Немного помявшись в ближайшем сквере, будто им было бы вполне достаточно посмотреть на тот-самый-дом издалека, ребята наконец направились к нему и, подойдя, сели на лавочку у подъезда. На их глазах в дом вошла какая-то девушка с петличкой на лацкане жакета, похожая на ведущую с какого-то провинциального новостного канала, и такого же провинциального вида парень, снимавший её на телефон. Вскоре они оба вышли, развёрнутые консьержем. Сочтя ребят за жителей дома, они попросили их впустить их в дом. Ребята ответили решительным отказом, сославшись на то, чтобы не могут брать на себя такую ответственность. Конечно, они просто не хотели выдавать себя перед такими же охотниками за Единственным и Неповторимым, как и они сами.

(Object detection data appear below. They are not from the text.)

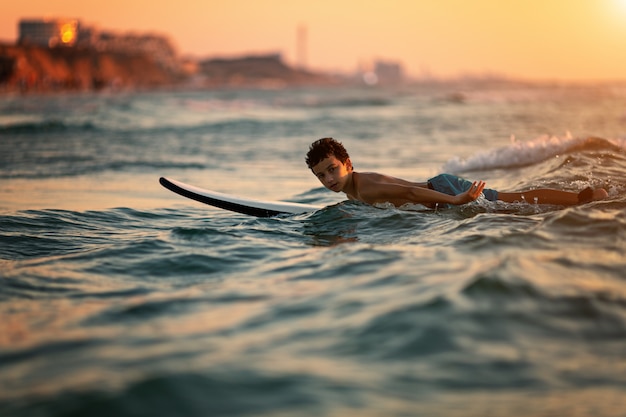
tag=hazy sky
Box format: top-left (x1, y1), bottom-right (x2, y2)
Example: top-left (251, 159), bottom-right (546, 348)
top-left (0, 0), bottom-right (626, 80)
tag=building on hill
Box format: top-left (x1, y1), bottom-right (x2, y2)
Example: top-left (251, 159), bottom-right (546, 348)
top-left (18, 19), bottom-right (80, 48)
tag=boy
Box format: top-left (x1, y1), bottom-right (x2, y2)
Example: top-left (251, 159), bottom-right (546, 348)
top-left (306, 138), bottom-right (608, 207)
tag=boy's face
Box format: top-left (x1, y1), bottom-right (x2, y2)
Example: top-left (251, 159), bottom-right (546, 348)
top-left (311, 155), bottom-right (352, 193)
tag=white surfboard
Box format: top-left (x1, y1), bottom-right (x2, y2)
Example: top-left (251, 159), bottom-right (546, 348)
top-left (159, 177), bottom-right (322, 217)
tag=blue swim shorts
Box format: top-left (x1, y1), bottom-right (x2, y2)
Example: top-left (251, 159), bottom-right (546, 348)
top-left (428, 174), bottom-right (498, 201)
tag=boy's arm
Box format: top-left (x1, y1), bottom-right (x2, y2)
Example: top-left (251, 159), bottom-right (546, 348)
top-left (359, 181), bottom-right (485, 205)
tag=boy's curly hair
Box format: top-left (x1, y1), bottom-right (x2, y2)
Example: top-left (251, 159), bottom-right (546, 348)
top-left (305, 138), bottom-right (350, 169)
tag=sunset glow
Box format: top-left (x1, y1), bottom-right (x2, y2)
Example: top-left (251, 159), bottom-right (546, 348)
top-left (0, 0), bottom-right (626, 81)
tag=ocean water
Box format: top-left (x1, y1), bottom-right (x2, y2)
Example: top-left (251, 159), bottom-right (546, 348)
top-left (0, 84), bottom-right (626, 417)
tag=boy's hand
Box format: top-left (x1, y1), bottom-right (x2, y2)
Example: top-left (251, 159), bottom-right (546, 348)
top-left (455, 181), bottom-right (485, 205)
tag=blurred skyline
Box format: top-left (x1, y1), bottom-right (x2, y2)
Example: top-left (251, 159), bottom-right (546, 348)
top-left (0, 0), bottom-right (626, 81)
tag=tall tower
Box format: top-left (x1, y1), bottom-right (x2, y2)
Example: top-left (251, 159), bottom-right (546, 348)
top-left (296, 24), bottom-right (307, 70)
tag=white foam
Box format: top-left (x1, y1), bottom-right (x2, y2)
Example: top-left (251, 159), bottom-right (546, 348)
top-left (444, 133), bottom-right (626, 173)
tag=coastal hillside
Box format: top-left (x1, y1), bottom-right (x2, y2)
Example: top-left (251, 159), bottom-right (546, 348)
top-left (0, 45), bottom-right (337, 93)
top-left (0, 45), bottom-right (181, 92)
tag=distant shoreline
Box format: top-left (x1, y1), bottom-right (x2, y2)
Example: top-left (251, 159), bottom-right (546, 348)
top-left (0, 44), bottom-right (341, 93)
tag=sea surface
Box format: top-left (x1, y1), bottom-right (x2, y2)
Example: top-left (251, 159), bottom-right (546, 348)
top-left (0, 83), bottom-right (626, 417)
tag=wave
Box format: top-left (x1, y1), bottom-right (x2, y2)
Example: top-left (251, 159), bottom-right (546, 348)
top-left (444, 134), bottom-right (626, 173)
top-left (0, 119), bottom-right (98, 135)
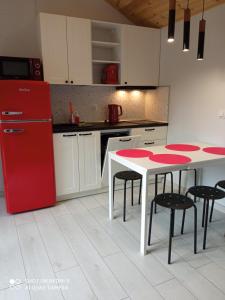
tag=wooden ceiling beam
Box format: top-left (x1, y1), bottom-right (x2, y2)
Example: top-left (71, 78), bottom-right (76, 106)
top-left (105, 0), bottom-right (225, 28)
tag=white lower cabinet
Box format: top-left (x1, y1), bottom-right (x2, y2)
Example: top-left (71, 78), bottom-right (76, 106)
top-left (53, 133), bottom-right (80, 196)
top-left (78, 131), bottom-right (101, 192)
top-left (54, 131), bottom-right (101, 197)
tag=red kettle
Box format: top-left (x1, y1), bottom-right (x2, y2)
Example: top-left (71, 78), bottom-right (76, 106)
top-left (108, 104), bottom-right (123, 124)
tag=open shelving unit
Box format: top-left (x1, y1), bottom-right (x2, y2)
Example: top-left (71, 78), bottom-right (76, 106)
top-left (92, 21), bottom-right (121, 85)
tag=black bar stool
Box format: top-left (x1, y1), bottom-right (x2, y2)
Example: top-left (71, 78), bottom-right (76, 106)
top-left (209, 180), bottom-right (225, 223)
top-left (155, 172), bottom-right (173, 214)
top-left (113, 171), bottom-right (142, 222)
top-left (148, 193), bottom-right (197, 264)
top-left (184, 185), bottom-right (225, 249)
top-left (178, 169), bottom-right (197, 202)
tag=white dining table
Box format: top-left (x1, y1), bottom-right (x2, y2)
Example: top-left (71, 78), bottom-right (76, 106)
top-left (108, 142), bottom-right (225, 255)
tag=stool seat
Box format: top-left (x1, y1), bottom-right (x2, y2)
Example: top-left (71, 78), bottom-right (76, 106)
top-left (216, 180), bottom-right (225, 189)
top-left (115, 171), bottom-right (142, 180)
top-left (154, 193), bottom-right (194, 210)
top-left (188, 185), bottom-right (225, 200)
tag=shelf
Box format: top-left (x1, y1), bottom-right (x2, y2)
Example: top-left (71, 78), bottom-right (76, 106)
top-left (92, 41), bottom-right (120, 48)
top-left (92, 59), bottom-right (120, 64)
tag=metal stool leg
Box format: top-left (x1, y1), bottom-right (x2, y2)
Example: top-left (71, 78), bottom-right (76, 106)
top-left (155, 174), bottom-right (158, 214)
top-left (178, 170), bottom-right (182, 194)
top-left (181, 209), bottom-right (186, 234)
top-left (170, 172), bottom-right (173, 193)
top-left (168, 209), bottom-right (174, 264)
top-left (123, 180), bottom-right (127, 222)
top-left (163, 174), bottom-right (167, 194)
top-left (113, 175), bottom-right (116, 206)
top-left (194, 205), bottom-right (197, 254)
top-left (203, 199), bottom-right (209, 250)
top-left (209, 200), bottom-right (215, 223)
top-left (194, 169), bottom-right (197, 203)
top-left (138, 179), bottom-right (142, 205)
top-left (202, 199), bottom-right (206, 227)
top-left (131, 180), bottom-right (134, 206)
top-left (148, 201), bottom-right (154, 246)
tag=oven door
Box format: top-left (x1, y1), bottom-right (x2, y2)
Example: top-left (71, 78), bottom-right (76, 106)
top-left (0, 56), bottom-right (31, 80)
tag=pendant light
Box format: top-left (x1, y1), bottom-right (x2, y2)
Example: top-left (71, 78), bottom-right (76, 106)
top-left (197, 0), bottom-right (206, 60)
top-left (183, 0), bottom-right (191, 52)
top-left (168, 0), bottom-right (176, 43)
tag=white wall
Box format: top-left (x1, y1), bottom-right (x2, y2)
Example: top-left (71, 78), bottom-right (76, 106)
top-left (0, 0), bottom-right (130, 57)
top-left (160, 5), bottom-right (225, 206)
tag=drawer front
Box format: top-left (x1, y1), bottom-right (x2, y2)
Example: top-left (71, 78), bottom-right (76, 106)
top-left (140, 139), bottom-right (166, 148)
top-left (131, 126), bottom-right (167, 141)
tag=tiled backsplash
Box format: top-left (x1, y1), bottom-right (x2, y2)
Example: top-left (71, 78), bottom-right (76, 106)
top-left (51, 85), bottom-right (168, 123)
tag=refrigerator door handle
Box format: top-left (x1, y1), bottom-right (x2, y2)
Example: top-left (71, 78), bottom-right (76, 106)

Когда горе-журналисты наконец ретировались, ребята осмелели и стали спрашивать всех проходивших мимо них – к подъезду или из него – людей, знают ли они что-нибудь про их великого соседа. Одни честно признавались, что и не знают, и шли дальше. Другие, очевидно, чтобы восполнить недостаток внимания, роняли на ходу что-то вроде «Да, живёт здесь такой» и тут же скрывались за подъездной дверью.
В один момент из дома вышла старушка с седыми войлочными волосами, в цветочном платье и села на скамейку напротив ребят. Никита на свою беду спросил и у неё про мифического жильца. Старушка, ответив, что Пелевин действительно здесь живёт, тут же спросила Никиту, не боится ли он «получить в рожу» от великого литератора. Ребята, переглянувшись, засмеялись. Только Прокофий молчала, изучая взглядом старушку. Она, заметив это, повернулась к Прокофию и сказала: «А ты что смотришь, кукла?» Воистину то был дом людей, умеющих подобрать правильное слово. Потому что Прокофий и вправду была не иначе, как куклой. Куклой, сидящей на высокой полке и смотрящей с той же равнодушной полуулыбкой на жизнь и на смерть, на счастье и на горе, на семейную идиллию и пытки военнопленных. Улыбку эту не стирала с её лица даже физическая или моральная боль: тогда только из её глаз, будто сами собой, начинали литься холодные, рефлекторные слёзы.